I love being able to ask people for help. It's like a superpower. Also, I found out the best script: "Is it possible for--" It sounds sort of arcane which calms me down and it also makes you sound like less of an asshole.

There is the most wonderful little boy flying to Dublin today. The whole time he was waiting to check in he walked in circles, feeling the walls and pillars and ropes, and fitting his feet into the patterns on the floor. Then he sat down and hugged his knees and looked at everything for a while. He's very sweet with his mom but I've barely heard him talk and he must be at least seven or eight. He also has earbuds in his ears which is a common thing to do when you are traveling with a kid who has sensory issues. But whether he is a kwd or a kw/od, I think he's awesome as can be and I want to be just like him.

Now it's time to watch some more Crime and Punishment in Suburbia. So far, Vincent Kartheiser has given himself a tattoo while wearing giant owl glasses.
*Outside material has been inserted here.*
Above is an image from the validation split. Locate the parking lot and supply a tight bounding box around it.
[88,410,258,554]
Probably the most fantastic movie I've ever seen.

(presently: actually home. Xander couldn't remember who I was and wouldn't kiss me but then I kissed his nose and he totally got it. His mirror neurons are off the hook. Crime and Punishment in Suburbia was like holy shit amazing and so are my parents and my dogs and the New World.



  1. Great to see you are excited about being HOME!

    And the journey, in this case, was as important as the destination.

    Love the guy.

    "Is it possible" ... is a great script, so long as you know what to do when things are impossible.

    Love Actually: was that the film where people are 'nicer' at airports? And Terminal seems to show the 'darker' side.

  2. "...my developmental age has been increasing mega quick in the past few years ..."

    That happened to me, too, when I was about your age. Late teens to early twenties, I seemed to be making all these huge gains in independence and in self-care and communication skills. It's kind of plateaued again in the last couple years, but that's probably a function of my life not being as challenging now.

    "I love being able to ask people for help. It's like a superpower."

    Hah, yes, it is. This was another skill it was a Really Big Deal for me to acquire ... I haven't always been verbal enough to do it, but now I can approach people and ask for help pretty reliably.

    I've missed a flight too, due to delays on a connecting flight, and had to ask a flight attendant in the airport to help me get onto a different flight; I was rapidly overloading and totally unable to negotiate the line myself, so I told her I was autistic and having trouble, and she went and got it for me.